Seeing it like that, my eyes glazed over. My heart was pounding, shocked and scared. I've never seen Aisyah like that, never seen her in such pain. His physique had been so strong, it almost never hurt. At least a few times tired, fever, or when he had an attempted murder. That kind of thing is so foreign to my eyes.
Moments looked so painful, finally the grip of his hand loosened. His eyes opened slowly. His breathing also began to return to normal. She wiped her tears, her eyes were sad. A moment later turned his head to the sky, sighing weakly.
"Rabbi.. Thank you for still allowing me to feel pain. Thank you.."

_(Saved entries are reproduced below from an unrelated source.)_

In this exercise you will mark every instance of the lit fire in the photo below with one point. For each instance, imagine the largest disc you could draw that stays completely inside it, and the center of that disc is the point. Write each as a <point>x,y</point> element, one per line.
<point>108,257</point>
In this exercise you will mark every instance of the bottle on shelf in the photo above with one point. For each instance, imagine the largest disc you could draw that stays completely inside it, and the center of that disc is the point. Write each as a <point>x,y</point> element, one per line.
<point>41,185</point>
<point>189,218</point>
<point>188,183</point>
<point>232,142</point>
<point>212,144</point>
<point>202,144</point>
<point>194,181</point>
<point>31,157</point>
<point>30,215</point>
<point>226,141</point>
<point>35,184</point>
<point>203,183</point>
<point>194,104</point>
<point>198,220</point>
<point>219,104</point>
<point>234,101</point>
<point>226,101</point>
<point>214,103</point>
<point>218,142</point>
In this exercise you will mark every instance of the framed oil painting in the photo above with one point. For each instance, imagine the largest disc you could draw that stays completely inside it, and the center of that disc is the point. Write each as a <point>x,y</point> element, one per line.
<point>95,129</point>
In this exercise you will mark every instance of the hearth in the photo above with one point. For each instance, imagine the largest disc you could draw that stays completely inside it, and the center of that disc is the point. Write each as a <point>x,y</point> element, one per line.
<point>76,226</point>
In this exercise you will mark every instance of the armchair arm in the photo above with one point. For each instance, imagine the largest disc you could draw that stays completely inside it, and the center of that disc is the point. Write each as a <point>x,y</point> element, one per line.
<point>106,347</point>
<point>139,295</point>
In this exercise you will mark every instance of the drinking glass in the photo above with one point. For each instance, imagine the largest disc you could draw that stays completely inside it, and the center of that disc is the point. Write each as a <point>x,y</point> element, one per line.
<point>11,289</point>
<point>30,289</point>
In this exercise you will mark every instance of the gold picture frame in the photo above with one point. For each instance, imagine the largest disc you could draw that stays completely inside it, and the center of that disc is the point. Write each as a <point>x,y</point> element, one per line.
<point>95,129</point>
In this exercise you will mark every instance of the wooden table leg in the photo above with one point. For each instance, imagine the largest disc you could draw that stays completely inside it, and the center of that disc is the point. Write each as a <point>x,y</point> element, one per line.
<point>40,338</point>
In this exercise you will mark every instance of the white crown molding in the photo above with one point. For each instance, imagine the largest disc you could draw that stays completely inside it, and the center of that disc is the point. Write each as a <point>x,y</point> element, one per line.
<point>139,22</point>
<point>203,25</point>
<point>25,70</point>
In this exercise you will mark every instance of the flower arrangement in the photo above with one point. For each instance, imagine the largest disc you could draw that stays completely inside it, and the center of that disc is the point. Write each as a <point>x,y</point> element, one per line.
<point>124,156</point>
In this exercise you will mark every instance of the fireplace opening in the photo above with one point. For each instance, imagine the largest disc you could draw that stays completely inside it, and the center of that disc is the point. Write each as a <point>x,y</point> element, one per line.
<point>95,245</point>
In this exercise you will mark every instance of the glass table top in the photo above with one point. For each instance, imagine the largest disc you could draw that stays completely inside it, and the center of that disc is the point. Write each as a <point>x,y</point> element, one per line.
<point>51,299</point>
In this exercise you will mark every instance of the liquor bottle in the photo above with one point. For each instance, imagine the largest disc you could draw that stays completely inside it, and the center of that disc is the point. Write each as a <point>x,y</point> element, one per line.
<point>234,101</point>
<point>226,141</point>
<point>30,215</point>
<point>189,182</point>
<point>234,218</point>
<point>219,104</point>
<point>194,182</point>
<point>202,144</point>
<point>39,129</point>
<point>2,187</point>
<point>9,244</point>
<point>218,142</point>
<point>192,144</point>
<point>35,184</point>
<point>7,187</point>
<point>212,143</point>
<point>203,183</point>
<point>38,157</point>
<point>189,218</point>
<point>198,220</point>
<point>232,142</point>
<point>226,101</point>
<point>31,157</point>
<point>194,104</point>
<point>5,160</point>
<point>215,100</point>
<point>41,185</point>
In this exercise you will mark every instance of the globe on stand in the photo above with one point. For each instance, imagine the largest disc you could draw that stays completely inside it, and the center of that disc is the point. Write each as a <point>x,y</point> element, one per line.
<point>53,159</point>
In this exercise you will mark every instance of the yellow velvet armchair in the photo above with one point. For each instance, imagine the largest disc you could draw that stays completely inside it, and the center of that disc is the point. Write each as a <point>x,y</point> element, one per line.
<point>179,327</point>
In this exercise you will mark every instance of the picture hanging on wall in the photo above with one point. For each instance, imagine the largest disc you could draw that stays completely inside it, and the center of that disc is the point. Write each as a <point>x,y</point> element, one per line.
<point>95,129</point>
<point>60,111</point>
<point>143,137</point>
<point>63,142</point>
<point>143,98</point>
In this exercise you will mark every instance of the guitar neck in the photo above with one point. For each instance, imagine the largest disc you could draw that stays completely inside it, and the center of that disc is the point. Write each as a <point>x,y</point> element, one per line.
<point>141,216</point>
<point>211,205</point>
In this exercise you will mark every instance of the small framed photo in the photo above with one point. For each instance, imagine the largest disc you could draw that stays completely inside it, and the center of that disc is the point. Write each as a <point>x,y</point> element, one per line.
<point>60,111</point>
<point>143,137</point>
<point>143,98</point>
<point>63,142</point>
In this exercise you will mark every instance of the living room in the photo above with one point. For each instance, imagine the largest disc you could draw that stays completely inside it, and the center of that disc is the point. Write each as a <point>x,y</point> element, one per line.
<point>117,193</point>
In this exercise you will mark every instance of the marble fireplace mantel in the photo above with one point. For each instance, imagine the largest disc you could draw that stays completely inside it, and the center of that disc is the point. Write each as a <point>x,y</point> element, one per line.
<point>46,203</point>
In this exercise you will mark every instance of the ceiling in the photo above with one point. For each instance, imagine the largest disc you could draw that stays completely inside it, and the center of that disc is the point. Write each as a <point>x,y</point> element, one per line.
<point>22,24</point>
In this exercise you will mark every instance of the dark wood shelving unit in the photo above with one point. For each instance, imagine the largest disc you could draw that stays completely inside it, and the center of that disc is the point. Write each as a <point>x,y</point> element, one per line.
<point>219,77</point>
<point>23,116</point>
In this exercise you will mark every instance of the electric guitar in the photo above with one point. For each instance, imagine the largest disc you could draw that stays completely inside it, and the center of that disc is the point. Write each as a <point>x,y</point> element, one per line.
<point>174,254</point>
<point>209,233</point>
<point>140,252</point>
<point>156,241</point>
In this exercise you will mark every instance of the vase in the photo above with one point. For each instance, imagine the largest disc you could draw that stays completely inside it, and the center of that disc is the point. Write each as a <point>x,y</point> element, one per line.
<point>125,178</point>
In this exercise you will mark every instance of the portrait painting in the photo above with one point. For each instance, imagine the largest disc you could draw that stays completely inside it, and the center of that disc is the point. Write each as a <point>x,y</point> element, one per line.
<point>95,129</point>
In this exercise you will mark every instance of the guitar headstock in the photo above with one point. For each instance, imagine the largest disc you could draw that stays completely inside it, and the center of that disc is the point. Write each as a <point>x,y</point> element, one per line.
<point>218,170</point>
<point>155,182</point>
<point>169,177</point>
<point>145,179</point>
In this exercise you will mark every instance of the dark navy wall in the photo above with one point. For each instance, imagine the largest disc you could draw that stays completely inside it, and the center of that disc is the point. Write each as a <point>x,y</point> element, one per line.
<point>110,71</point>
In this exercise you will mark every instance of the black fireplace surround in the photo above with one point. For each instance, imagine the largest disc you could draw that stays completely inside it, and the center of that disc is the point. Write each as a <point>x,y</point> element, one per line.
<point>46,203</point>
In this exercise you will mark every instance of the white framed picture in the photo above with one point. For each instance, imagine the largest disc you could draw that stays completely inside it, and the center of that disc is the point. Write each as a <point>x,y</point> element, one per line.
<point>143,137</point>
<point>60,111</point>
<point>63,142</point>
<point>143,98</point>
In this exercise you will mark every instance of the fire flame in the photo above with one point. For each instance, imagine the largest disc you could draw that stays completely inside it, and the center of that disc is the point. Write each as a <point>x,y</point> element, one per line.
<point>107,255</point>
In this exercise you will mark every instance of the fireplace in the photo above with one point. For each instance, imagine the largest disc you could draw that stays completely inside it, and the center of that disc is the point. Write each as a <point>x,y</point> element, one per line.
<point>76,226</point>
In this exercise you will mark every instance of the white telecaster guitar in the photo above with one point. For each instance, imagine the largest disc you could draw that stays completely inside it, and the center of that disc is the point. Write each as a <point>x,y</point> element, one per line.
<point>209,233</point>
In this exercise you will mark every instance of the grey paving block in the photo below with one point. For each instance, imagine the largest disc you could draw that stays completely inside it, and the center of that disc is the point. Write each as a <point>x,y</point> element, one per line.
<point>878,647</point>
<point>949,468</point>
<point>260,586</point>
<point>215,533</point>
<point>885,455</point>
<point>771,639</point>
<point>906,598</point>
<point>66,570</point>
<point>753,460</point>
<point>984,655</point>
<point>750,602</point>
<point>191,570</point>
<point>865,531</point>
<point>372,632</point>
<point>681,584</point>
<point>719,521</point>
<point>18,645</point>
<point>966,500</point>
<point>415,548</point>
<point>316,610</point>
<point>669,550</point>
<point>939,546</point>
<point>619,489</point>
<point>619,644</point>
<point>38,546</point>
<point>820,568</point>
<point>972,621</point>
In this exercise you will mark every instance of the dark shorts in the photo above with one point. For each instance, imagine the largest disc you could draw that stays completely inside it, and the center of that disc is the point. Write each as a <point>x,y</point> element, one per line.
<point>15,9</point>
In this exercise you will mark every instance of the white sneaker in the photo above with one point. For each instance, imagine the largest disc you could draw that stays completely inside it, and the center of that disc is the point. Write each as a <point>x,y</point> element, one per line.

That's what my best friend is draining. With such circumstances, that was how he treated himself. That's how he entertains himself. That's how he expresses his pain.
Little book..heard the sentence, I don't think I could afford to keep a secret watching him. Afraid he heard my heartbeat, afraid he heard my sobs. Afraid to see himself in pain. I quickly walked away from the place, rushing back into the Lab Room.
Actually, I don't know if what I'm doing is right. Was I supposed to ask him what he was sick? I'm really afraid I'm gonna regret something I didn't do for her today.
Last night Brother called, asking me if she was okay. I told her that the girl was fine, laughing cheerfully with us as usual. I didn't tell him at all that the girl yesterday looked pale, didn't want to worry him. Big Brother was very relieved, saying about if he was doing well like that, Big Brother will go straight to Jordan this morning, no need to go home first. And I'm really sorry.
Once I got home from work until now, I kept trying to contact my brother, but his phone was not active. Maybe he was very busy with his work, with a feeling of relief because the girl was fine. Maybe he really believes that his girlfriend is completely healed.
Brother. forgive me. I'm really sorry I wasn't honest with you yesterday. Now how should I? I'm really afraid he's okay. I'm afraid this is something you should know, but I didn't tell you. Brother... did I make a big mistake?
Today I remembered something. Three years ago, the beginning of our meeting, the beginning of our struggle with eight of us, he once told me. The story goes by, not so we remember. Yes, that girl Big sister, the girl you love told me about her pain, told me about the reason she wanted to be a doctor. One of the reasons for studying medicine is because of the pain he felt since childhood. A very stabbing pain in the bones of his chest, which no matter how much he told me about it, the people around him no one took him seriously.
Brother, I forgot his words right after he told me that day. It was just a story in passing, he never brought it up again. But today, seeing her in so much pain like that, I thought back. Supposedly, if he never brought it up again, it means he never felt the pain again, right? That should mean he's healed. This shouldn't have been the pain he was telling me about back then, just fatigue.
Sister...for a girl as strong as herself, she would be fine, wouldn't she?